The 1 March deadline approaches – what to do?
As we noted in our earlier briefing note the First Delegated Legislation Committee approved the Statutory Instrument The Enactment of Extra Statutory Concessions Order 2012 on Monday 30 January which means that distributions which are made on or after 1 March 2012 in anticipation of a dissolution and which exceed £25,000 will be subject to income tax and not capital gains tax.
The way to preserve capital gains tax treatment will then be to enter a formal liquidation but that may be a rather expensive exercise.
From what our members have been telling us, which is confirmed by HMRC, it is clear that there are a lot of people trying to beat the 1 March deadline and dissolve companies under the ESC C16 rules.
There is no limit, or cap, on the amount of the distribution that can be made under ESC C16 and be subject to CGT.
Making the distribution before 1 March
HMRC has confirmed to us that as long as you have written to HMRC and provided the required assurances and you make the distribution in February then the fact that you have not heard back from HMRC before doing so does not matter. You still come under ESC C16 and pay CGT.
‘[In relation to] applications made but not finalised before 1 March, [HMRC] can confirm that it would not take a point on the absence of a response by HMRC provided that all the conditions attaching to the current ESC are met. If the distribution is made in February, the distribution can be treated as capital receipts in the hands of the shareholders and the £25,000 ceiling does not apply.’
If all the company assets are not yet in cash then it should be possible to make a distribution in specie and come within ESC C16. If the affairs of the company are complicated then you may need to take appropriate legal advice to make sure that what you are proposing to do would be treated as a distribution, if challenged, and that you will have complied with all the assurances you need to give under ESC C16.
If you cannot make the full distribution before 1 March but need to make one distribution before that date and distribute the rest of the company assets afterwards then beware.

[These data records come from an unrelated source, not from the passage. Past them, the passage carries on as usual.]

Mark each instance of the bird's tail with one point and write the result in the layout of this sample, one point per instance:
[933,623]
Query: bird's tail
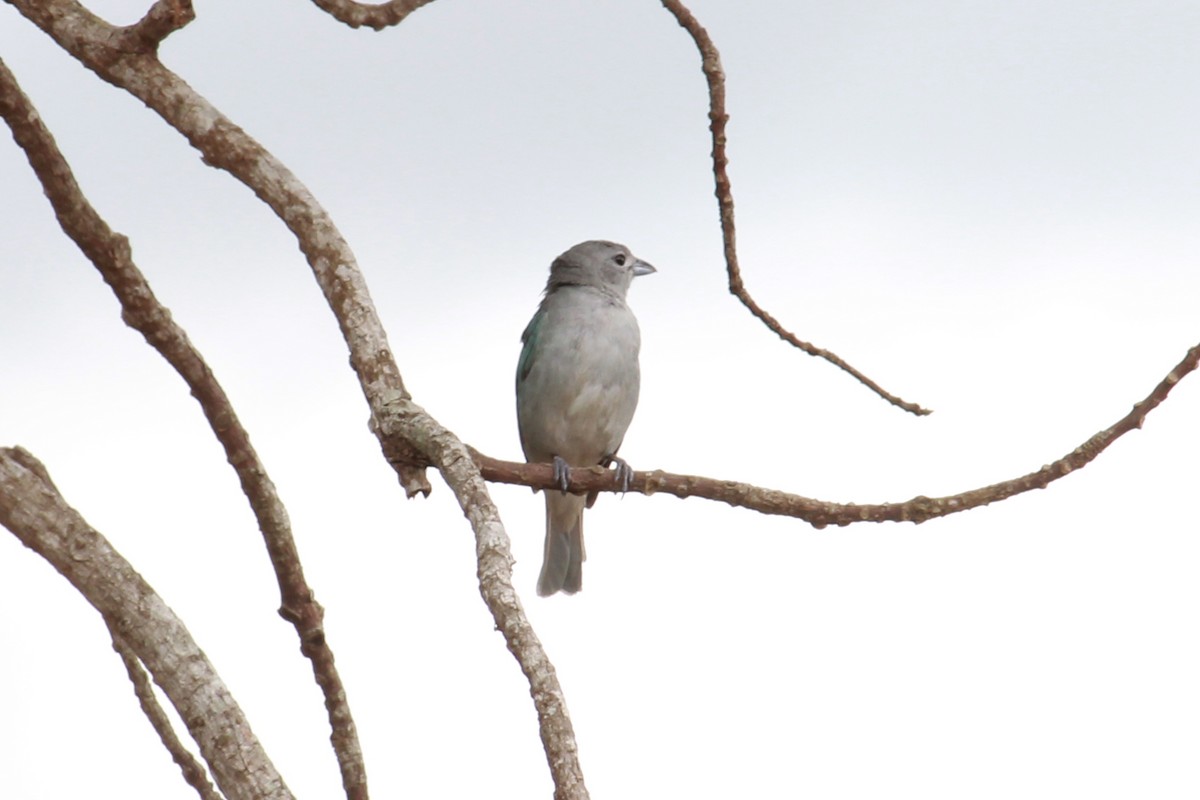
[562,566]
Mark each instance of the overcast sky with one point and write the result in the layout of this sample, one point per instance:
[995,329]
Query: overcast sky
[990,208]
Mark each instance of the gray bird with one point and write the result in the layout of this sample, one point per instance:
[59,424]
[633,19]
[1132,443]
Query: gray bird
[577,383]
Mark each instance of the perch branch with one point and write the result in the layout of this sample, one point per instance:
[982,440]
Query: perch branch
[821,513]
[111,253]
[711,64]
[33,509]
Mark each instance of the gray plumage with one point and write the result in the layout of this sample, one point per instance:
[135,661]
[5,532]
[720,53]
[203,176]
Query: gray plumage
[577,383]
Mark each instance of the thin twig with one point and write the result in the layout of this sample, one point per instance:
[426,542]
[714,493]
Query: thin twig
[820,512]
[193,771]
[377,16]
[163,18]
[111,253]
[711,62]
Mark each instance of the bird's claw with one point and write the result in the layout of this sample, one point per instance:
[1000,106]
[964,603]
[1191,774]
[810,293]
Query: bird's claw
[623,474]
[562,474]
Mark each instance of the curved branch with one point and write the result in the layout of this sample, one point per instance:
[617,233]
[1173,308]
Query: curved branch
[711,64]
[409,437]
[821,513]
[111,253]
[33,509]
[377,16]
[163,18]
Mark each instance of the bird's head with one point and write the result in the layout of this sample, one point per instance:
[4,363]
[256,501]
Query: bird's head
[603,264]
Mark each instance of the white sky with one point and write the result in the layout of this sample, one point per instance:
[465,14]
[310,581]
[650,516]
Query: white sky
[988,206]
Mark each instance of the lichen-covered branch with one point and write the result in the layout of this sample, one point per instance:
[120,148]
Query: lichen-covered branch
[711,62]
[33,509]
[821,513]
[192,770]
[112,256]
[408,435]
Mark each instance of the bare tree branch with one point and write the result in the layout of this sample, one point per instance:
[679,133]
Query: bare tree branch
[377,16]
[820,512]
[193,771]
[33,509]
[711,62]
[163,18]
[142,311]
[408,435]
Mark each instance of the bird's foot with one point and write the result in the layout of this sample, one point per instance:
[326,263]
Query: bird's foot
[562,474]
[623,474]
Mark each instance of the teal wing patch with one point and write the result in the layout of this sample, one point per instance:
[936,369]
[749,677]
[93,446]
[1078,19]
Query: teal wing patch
[529,338]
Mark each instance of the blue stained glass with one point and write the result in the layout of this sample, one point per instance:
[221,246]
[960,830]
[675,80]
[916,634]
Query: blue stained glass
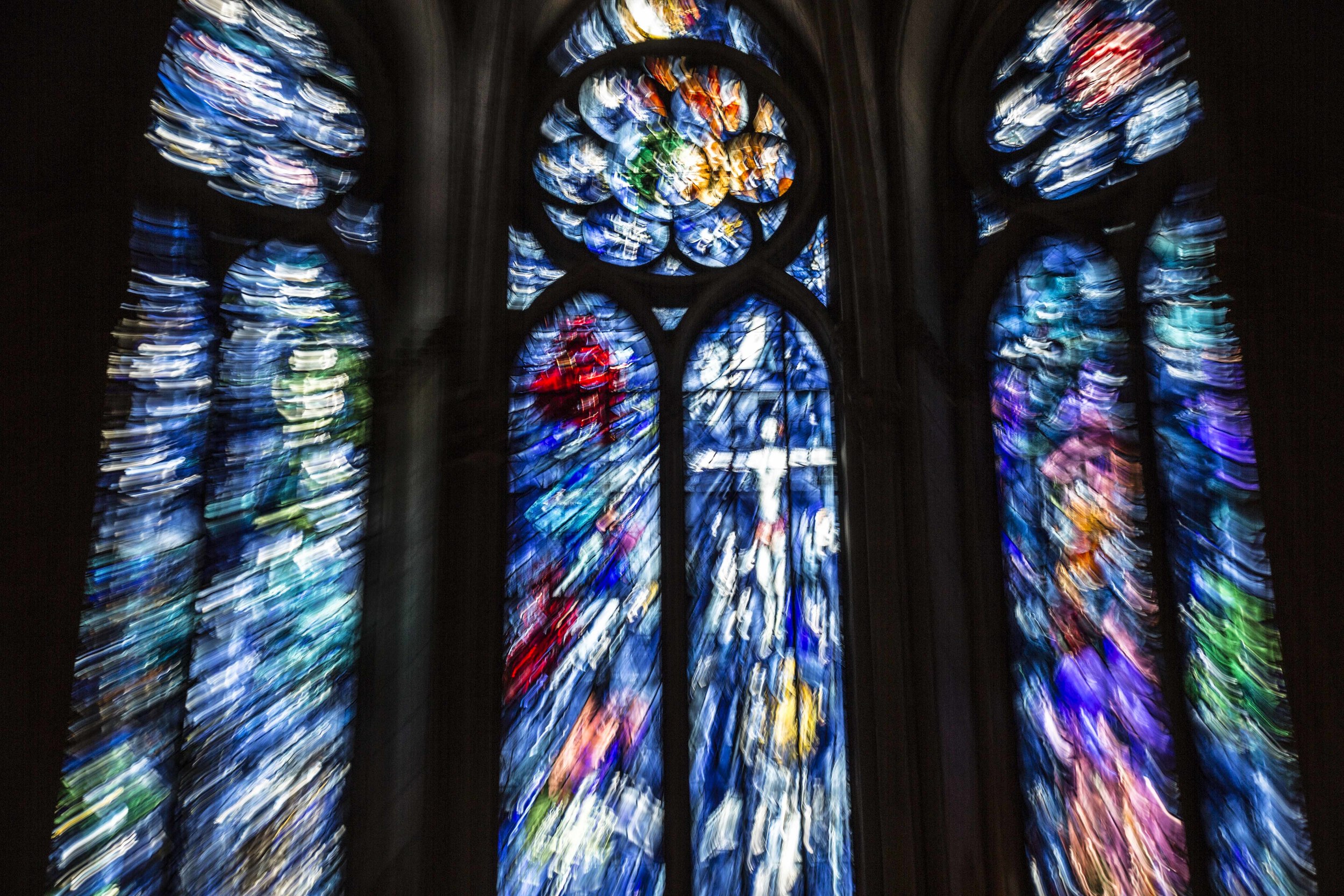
[668,143]
[617,235]
[991,218]
[769,779]
[670,318]
[609,23]
[112,827]
[718,238]
[1090,87]
[251,96]
[272,679]
[566,221]
[574,170]
[671,267]
[1097,761]
[359,224]
[581,770]
[530,269]
[812,267]
[1253,805]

The current view of HMRC is that for the purpose of determining whether the post 1 March distributions exceed the £25,000 limit, and are liable to income tax, you have to take into account any interim distributions made before that date.
We do not believe that the HMRC analysis is correct. Article 18 of the Statutory Instrument (SI) states the new rules will only have effect in relation to distributions made on or after 1 March. So it is not clear to us how you can take pre March distributions into account when determining whether you have breached the £25,000 cap on March and subsequent distributions. We are in discussion with HMRC on this point and if there is any change in HMRC’s view we will notify everyone via the website.
Note: since first posting this news item we have had further email correspondence with the HMRC policy person and they continue to argue that their analysis of the legislation is correct. We have taken informal advice from a barristers' chambers and they support our interpretation. If you make a distribution under the new regime which of itself is less than £25,000 but which, together with earlier relevant distributions, exceeds £25,000 you will have to make up your mind as to whether to return that subsequent distributions as liable to capital gains or income tax.
A future tax return filing problem
The general aggregation principle could also present a bit of a problem when you are filing tax returns under the new regime. Suppose you make a distribution in March 2013 of less than £25,000 but the distribution together with a subsequent final distribution come in total to more than £25,000. This means that all the distributions are liable to income tax. If the second distribution is not made until after the tax return covering the first distribution is filed you will have filed on the basis that that first distribution was liable to CGT but it will subsequently become liable to income tax because of the second distribution.
The new regime
The relevant statutory provisions governing the new regime which appear in the SI insert two new sections, 1030A and 1030B, into Corporation Tax Act 2010. One obvious danger in the new regime is that if the dissolution is delayed more than two years after the distribution or there is a similar delay in settling all the debts and liabilities then income tax will be applied to the distribution even though it was for an amount less than £25,000. Again you are going to have tax return filing problems.
What has been going on behind the scenes
We responded to the original consultation and suggested that HMRC should explore other ways in which the effect of the concession could be retained but with appropriate safeguards to minimise the risk of avoidance/evasion if that was a real problem as we were told by HMRC it was. At a time when the government is trying to reduce the burdens on business we said that if a proposed cap had to be introduced then £4,000, the proposed cap at the time of the consultation, was far too low.
We asked for evidence of the avoidance/evasion that HMRC suggested was prevalent in conjunction with ESC C16 but we have not had any information on this.
We and CIOT wrote jointly on 23 January 2012 to the Exchequer Secretary, David Gauke, who sat on the Delegated Legislation Committee suggesting that the SI ought to be withdrawn and that a new SI ought to be presented to Parliament with no limit to the amount that can be paid out prior to a dissolution and be subject only to capital gains tax. We also wrote in similar terms to all the members of the Committee. As noted above our advice has not been followed.
We have tried to keep readers up to date via the website as things have developed and in particular provide practical advice as to what they ought to be thinking about doing. What to do now is a real concern with 29 February less than four weeks away at the time of writing.